The overall pattern of a stack frame is shown in Figure 13.2.10. The r11 register serves as the frame pointer to the stack frame. Once the frame pointer address has been established in a function, its value must never be changed. The frame pointer points to the return address, and the calling function's frame pointer is located \(-4\) bytes offset from the frame pointer. Arguments to the function are positive offsets from the frame pointer, and local variables are negative offsets from the frame pointer.
It is essential that you follow the register usage and argument passing disciplines precisely. Any deviation can cause errors that are very difficult to debug.
In the calling function:
Assume that the values in the r0, r1, r2, and r3 registers will be changed by the called function.
The first four arguments are passed in the r0, r1, r2, and r3 registers in left-to-right order.
Arguments beyond four are stored on the stack as though they had been pushed onto the stack in right-to-left order.
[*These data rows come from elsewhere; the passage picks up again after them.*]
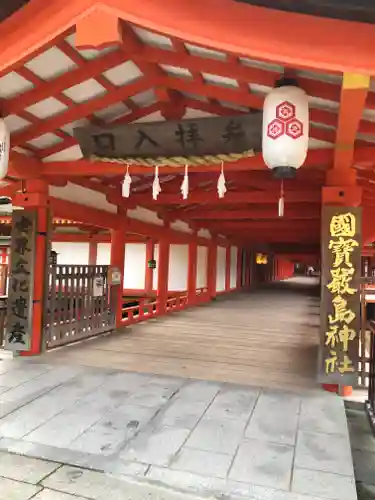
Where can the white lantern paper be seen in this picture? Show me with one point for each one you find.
(4, 149)
(285, 135)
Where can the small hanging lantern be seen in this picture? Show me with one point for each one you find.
(281, 200)
(4, 148)
(221, 183)
(185, 185)
(156, 188)
(151, 264)
(126, 183)
(285, 129)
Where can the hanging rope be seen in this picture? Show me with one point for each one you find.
(221, 183)
(126, 184)
(185, 184)
(178, 161)
(156, 188)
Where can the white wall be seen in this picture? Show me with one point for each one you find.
(220, 269)
(178, 267)
(233, 267)
(104, 254)
(202, 267)
(135, 266)
(71, 253)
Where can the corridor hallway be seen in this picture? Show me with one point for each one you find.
(267, 337)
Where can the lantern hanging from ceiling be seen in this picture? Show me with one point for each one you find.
(285, 135)
(4, 148)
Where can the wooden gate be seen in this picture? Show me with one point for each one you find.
(77, 305)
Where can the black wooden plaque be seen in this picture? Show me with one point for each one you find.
(21, 285)
(205, 136)
(340, 295)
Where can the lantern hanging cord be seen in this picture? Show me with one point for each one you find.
(177, 161)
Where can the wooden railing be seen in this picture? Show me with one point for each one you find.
(149, 308)
(370, 403)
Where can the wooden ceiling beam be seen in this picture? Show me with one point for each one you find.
(316, 159)
(354, 92)
(81, 111)
(230, 198)
(235, 215)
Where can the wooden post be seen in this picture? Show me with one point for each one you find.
(228, 264)
(163, 273)
(93, 253)
(192, 272)
(149, 272)
(346, 195)
(239, 269)
(35, 198)
(248, 264)
(211, 269)
(118, 237)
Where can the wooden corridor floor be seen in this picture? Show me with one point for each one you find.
(267, 338)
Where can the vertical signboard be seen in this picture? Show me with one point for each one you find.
(21, 285)
(340, 297)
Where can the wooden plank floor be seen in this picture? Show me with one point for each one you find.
(268, 338)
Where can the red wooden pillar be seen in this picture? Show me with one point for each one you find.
(163, 273)
(239, 269)
(212, 269)
(93, 253)
(36, 197)
(248, 265)
(227, 268)
(118, 237)
(342, 190)
(192, 272)
(149, 272)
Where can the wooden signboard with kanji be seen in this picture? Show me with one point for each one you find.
(204, 136)
(340, 295)
(21, 285)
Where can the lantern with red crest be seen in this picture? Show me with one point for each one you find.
(285, 129)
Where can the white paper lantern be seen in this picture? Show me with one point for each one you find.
(4, 148)
(285, 135)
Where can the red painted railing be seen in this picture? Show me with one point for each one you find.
(147, 308)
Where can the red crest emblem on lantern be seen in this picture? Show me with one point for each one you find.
(285, 122)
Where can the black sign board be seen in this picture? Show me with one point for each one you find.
(340, 295)
(349, 10)
(205, 136)
(21, 285)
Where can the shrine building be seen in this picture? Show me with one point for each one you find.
(158, 156)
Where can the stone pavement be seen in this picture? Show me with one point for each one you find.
(107, 434)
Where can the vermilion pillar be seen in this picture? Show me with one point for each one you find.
(239, 269)
(227, 268)
(149, 272)
(118, 237)
(163, 273)
(36, 197)
(192, 272)
(93, 253)
(341, 190)
(212, 269)
(248, 265)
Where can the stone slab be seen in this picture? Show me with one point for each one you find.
(275, 419)
(324, 452)
(217, 435)
(156, 446)
(47, 494)
(202, 462)
(14, 490)
(263, 464)
(324, 484)
(25, 469)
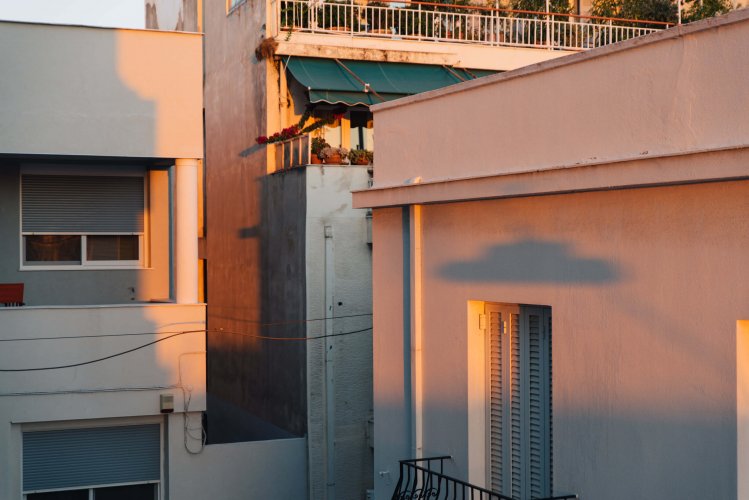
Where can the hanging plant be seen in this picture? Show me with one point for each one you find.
(299, 128)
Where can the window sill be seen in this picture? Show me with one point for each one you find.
(86, 268)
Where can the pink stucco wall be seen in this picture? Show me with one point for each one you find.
(675, 91)
(625, 212)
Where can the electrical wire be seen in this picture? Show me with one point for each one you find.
(292, 339)
(262, 337)
(73, 365)
(279, 323)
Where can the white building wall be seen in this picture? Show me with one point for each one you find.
(329, 205)
(118, 391)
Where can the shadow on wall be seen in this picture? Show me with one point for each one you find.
(532, 261)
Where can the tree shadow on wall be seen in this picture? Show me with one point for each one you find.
(531, 261)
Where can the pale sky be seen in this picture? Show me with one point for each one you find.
(109, 13)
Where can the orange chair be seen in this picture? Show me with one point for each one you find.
(11, 294)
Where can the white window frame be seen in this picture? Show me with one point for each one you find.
(90, 424)
(86, 264)
(232, 5)
(91, 489)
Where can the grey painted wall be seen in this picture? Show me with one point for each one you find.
(79, 287)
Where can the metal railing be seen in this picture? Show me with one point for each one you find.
(428, 481)
(426, 21)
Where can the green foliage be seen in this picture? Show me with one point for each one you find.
(646, 10)
(660, 10)
(561, 6)
(701, 9)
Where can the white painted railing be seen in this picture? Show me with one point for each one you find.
(455, 23)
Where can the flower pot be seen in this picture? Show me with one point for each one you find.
(334, 159)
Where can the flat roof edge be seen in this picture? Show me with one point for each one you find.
(59, 25)
(733, 17)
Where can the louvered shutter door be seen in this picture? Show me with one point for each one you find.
(520, 400)
(496, 402)
(516, 417)
(74, 458)
(82, 204)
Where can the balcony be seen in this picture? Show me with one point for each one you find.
(424, 478)
(459, 24)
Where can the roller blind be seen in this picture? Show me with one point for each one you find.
(82, 204)
(73, 458)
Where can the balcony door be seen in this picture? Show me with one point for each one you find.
(519, 400)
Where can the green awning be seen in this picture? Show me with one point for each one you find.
(361, 82)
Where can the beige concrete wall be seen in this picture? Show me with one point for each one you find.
(100, 92)
(175, 15)
(631, 100)
(645, 288)
(646, 285)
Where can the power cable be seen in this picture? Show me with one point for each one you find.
(277, 323)
(262, 337)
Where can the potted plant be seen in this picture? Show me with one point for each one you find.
(333, 156)
(361, 157)
(318, 144)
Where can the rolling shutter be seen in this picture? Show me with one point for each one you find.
(73, 458)
(496, 401)
(82, 204)
(519, 367)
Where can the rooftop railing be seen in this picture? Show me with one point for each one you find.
(437, 22)
(424, 478)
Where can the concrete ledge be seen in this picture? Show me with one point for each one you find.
(678, 168)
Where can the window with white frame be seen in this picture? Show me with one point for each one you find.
(77, 221)
(519, 407)
(99, 463)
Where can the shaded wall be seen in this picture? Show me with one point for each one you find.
(645, 288)
(241, 369)
(283, 368)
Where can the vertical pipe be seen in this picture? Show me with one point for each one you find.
(416, 330)
(329, 367)
(410, 446)
(186, 231)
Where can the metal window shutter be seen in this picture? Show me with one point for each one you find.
(517, 417)
(82, 204)
(72, 458)
(537, 439)
(495, 400)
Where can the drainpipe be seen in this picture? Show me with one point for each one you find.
(417, 381)
(329, 367)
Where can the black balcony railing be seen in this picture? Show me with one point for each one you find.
(428, 482)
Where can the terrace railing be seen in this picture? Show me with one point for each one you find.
(424, 478)
(427, 21)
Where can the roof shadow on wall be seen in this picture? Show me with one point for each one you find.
(531, 261)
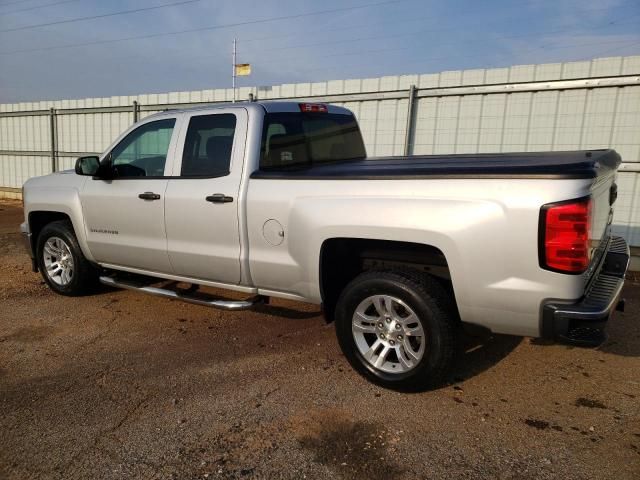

Yes, the order is opposite.
Use the bl instruction to invoke the function you wish to call.
Upon entering the called function:
Save the value in the link register (r14), the caller's frame pointer (in register r11), and the contents of any additional registers that must be restored on the stack.
Establish a new frame pointer address by adding \(4 \times (n - 1)\text{,}\) where \(n =\) number of registers saved, to the address in the stack pointer (r13).
Allocate space on the stack for all the local variables, plus any required register save space, by subtracting the number of bytes required from sp, observing stack alignment restrictions.
Within the called function:
Do not use the stack pointer to access arguments or local variables. sp is pointing to the current bottom of the portion of the stack that is accessible to this function, observing the usual stack discipline.
Never change the value in the frame pointer, r11.
Local variables are on the stack and are accessed through negative offsets from the frame pointer.
Arguments passed on the stack to the function are accessed through positive offsets from the frame pointer.
When leaving the called function:
Place the return value, if any, in r0.
Deallocate the local variables by adding the same amount to sp that was subtracted at the beginning of the function.
Restore the saved register values from the stack into the proper registers.
The bx lr instruction returns control to the calling function.